Exports to China rose in January, reaching 1.4 million tonnes, up from only 69,079 tonnes in December and accounting for 30.7% of total US soya bean exports in January.
This is the highest monthly exports to China since March 2018 which marked the start of the trade war, and is largely due to good will purchases by Chinese buyers in an effort to advance trade talks.
In January, for the first time since October 2018, exports of US soya beans were higher than those in the previous month. Exports grew to 4.5 million tonnes in January 2019 from 3.7 million tonnes in December 2018. Despite increasing volumes, soya bean exports in January were 19.7% lower than the 5.5 million tonnes exported in January 2018.
“Although volumes remain considerably lower than what would be expected in a normal season, the increased exports to China bring hope for the US that Chinese buyers will return once trade tensions are resolved. Higher US exports combined with the start of the Brazilian exporting season is good news for Panamax and Supramax vessels catering to these trade,” says Peter Sand, BIMCO’s Chief Shipping Analyst.
Data from the USDA on soya beans inspected and/or weighed for export, suggests that while total exports in February were similar to those in January, at 4.4 million tonnes, exports to China rose further to 2 million tonnes.
The marketing year started in September 2018, and by the beginning of January exports to China were 97.7% lower than the same period in the 2017/2018 marketing year. However, by 21 March 2019, this gap was brought down to 81.9% on the back of higher exports in particular to China, in February and the first few weeks of March.
“In the coming months, US soya bean exports can go one of two ways, either following their usual seasonality: falling from March through to the start of the next export season. Or, because of full stocks following the disappointing export season, the US would be able to increase its offseason exports if it can find willing buyers. Any shipowner would love the latter to be the case, but they should be prepared for an outcome somewhere between the two possibilities,” says Peter Sand.

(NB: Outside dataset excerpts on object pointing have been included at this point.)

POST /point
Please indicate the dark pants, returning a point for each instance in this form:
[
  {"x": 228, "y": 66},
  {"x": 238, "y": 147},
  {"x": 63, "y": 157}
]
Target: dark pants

The 25% tariffs on Chinese soya beans, imposed in July 2018, led to 96% lower soya bean exports to China in the second half of 2018 than the same period in 2017. Exports between July and December 2018 came to only 0.78 million tonnes, compared to the 22.1 million tonnes in the last six months of 2017. In 2017, 69.6% of all US soya bean exports to China were in the second half of 2019, in 2018 only 9.3% of exports to China happened in the second half of the year.
In recent years China has been the dominant market for US soya bean producers, accounting for 31.7 million tonnes in 2017, 60.4% of total US soya bean exports that calendar year, and greatly out-shadowing the second largest market, Indonesia which took 2.4 million tonnes in 2017.
In 2018, China remained the largest buyer of US soya beans, but its dominance fell dramatically. In the last six months of the calendar year only 3.4% of US soya bean exports were sent to China.
In the second half of 2018, the Netherlands became the largest buyer of US soya beans followed by Argentina and Egypt. Total exports to the Netherlands and Egypt in 2018 grew 84.5% and 214.9% respectively compared to 2017, and Argentina went from 276 tonnes to over 2 million tonnes.
“All the largest destination for soya bean exports in the second part of 2018 are short haul destinations when compared to the China trade. In shipping the sailing distance is often more important than the transported volumes,” says Peter Sand.